I’m always pleased and humbled when people tell me they enjoy the column. It’s an odd feeling, actually, to write a story and send it out to the world for strangers to read. Sometimes those strangers write to me, and some of them became friends. A couple of times an enraged reader has sent in a rant-- my writing was too positive, too happy. Was I blind? Didn’t I see the piles of garbage and the mangy dogs and the corruption? Well yes, I do. But long ago I learned that people are just about as happy as they decide to be, and I’ve decided to be happy.
A few years back people started saying, “You should make a book of these stories.” But I’d written a book before, and dealt with agents, editors and publishers.I remembered the negotiations and compromises; it hadn’t been happy experience. Then one day in November Ian Lloyd, himself a writer of books, said, “Just do it yourself. Make the book.” And he told me how.

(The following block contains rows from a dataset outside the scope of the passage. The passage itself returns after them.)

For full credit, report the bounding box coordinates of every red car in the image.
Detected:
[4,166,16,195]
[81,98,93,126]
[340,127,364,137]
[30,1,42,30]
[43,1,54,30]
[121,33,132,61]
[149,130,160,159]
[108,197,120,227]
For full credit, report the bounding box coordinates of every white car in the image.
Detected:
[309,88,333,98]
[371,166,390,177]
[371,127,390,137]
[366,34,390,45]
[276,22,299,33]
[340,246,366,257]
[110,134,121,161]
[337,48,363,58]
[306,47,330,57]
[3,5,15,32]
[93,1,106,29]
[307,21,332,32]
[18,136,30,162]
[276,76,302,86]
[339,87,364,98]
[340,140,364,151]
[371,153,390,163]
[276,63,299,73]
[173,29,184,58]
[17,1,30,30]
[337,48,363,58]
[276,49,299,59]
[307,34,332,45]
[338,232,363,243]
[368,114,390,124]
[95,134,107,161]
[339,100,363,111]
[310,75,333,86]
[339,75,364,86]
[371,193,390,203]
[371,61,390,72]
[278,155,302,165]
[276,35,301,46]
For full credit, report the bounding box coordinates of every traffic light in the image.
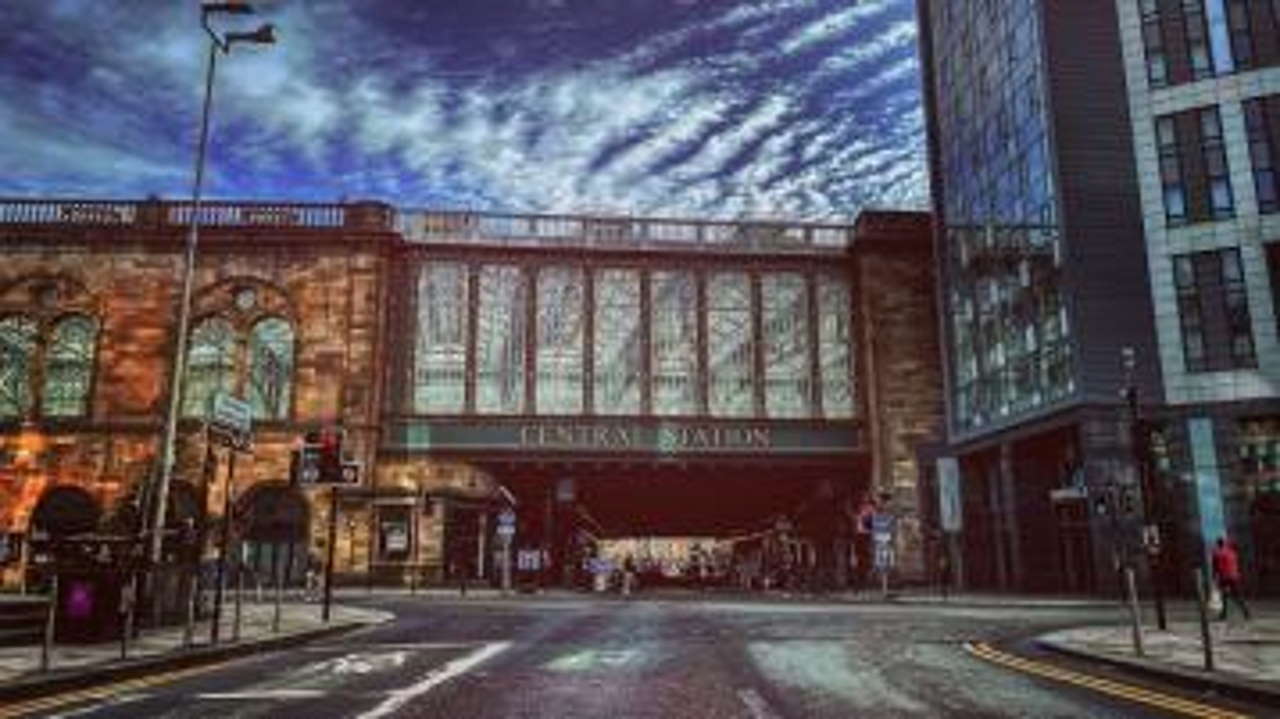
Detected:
[289,431,320,485]
[319,430,342,484]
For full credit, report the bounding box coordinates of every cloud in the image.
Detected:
[0,0,927,219]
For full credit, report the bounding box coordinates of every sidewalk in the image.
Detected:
[0,603,394,701]
[1036,612,1280,706]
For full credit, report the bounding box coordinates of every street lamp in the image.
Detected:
[148,3,275,575]
[1120,347,1167,629]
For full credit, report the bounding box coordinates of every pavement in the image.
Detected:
[10,591,1274,719]
[1034,605,1280,707]
[0,593,394,701]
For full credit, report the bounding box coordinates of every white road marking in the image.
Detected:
[737,690,778,719]
[196,690,326,701]
[356,642,511,719]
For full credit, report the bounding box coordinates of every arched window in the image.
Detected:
[40,315,97,417]
[0,316,40,417]
[248,317,293,420]
[182,317,236,417]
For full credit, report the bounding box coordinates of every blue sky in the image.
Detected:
[0,0,928,220]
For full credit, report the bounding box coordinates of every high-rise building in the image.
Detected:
[918,0,1161,591]
[1115,0,1280,594]
[918,0,1280,592]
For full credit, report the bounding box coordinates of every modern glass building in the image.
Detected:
[918,0,1160,591]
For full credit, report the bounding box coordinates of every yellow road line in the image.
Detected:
[964,642,1249,719]
[0,661,227,719]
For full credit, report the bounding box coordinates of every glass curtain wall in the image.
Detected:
[931,0,1075,431]
[593,269,641,415]
[535,266,585,415]
[707,273,755,417]
[818,275,854,420]
[413,262,467,413]
[476,265,529,415]
[649,271,698,416]
[760,273,813,417]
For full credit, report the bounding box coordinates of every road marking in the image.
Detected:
[964,642,1249,719]
[357,642,511,719]
[737,690,778,719]
[196,690,328,701]
[0,661,227,719]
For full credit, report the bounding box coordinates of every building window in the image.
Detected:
[1199,107,1235,220]
[1226,0,1253,70]
[0,315,97,418]
[182,317,236,417]
[1244,96,1280,214]
[0,315,40,418]
[1140,0,1169,87]
[413,262,468,413]
[248,317,293,420]
[1183,0,1213,79]
[1156,115,1187,224]
[41,315,97,417]
[593,269,645,416]
[1174,247,1257,372]
[1266,242,1280,334]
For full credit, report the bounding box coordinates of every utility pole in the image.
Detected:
[1120,347,1169,631]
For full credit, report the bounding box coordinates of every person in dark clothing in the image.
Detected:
[1213,537,1249,622]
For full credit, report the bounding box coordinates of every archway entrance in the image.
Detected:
[31,486,102,537]
[236,482,310,585]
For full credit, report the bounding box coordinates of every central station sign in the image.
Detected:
[388,420,861,454]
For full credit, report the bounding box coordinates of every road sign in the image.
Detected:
[872,513,895,535]
[209,391,253,435]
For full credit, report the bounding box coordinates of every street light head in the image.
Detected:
[227,23,275,45]
[200,3,253,15]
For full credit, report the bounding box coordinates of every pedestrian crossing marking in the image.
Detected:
[964,642,1249,719]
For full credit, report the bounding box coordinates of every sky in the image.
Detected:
[0,0,928,220]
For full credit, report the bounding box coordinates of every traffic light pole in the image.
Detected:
[320,485,338,622]
[209,448,236,644]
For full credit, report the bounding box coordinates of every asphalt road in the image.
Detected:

Someone once said, “Community begins exactly and precisely where you are sitting right now.” When I launched this project, I discovered that my community included all the people I needed to birth a book. Jenny helped select the stories. Diana edited the manuscript and Kathy proofed it. Susan executed a delightful painting for the cover. When it was dry we took it to Sue’s internet shop to scan and send to Singapore where Jenny’s company would lay out the cover design. Jeremy advised on a local graphic designer and which type of paper to use. Trisna told me how to get an ISBN number, and Alex translated the letter. Bayu laid out the manuscript with saintly patience as I sat beside him, then reformatted the whole thing again when I got the dimensions wrong. Jean and William and Vern advised on marketing. Graeme designed the website. Janet placed the first order for 30 books. And everyone else said, “Well, it’s about time.”
Assembling the stories and looking back, I see what a magical journey the past eight years has been. The book is about a simple life in a Bali that many visitors and residents never see. A tourist in Kuta or a villa-ite from the Bukit would think I was on another planet, not just up the road. It truly is another planet, and I wouldn’t be anywhere else. Dragons and all.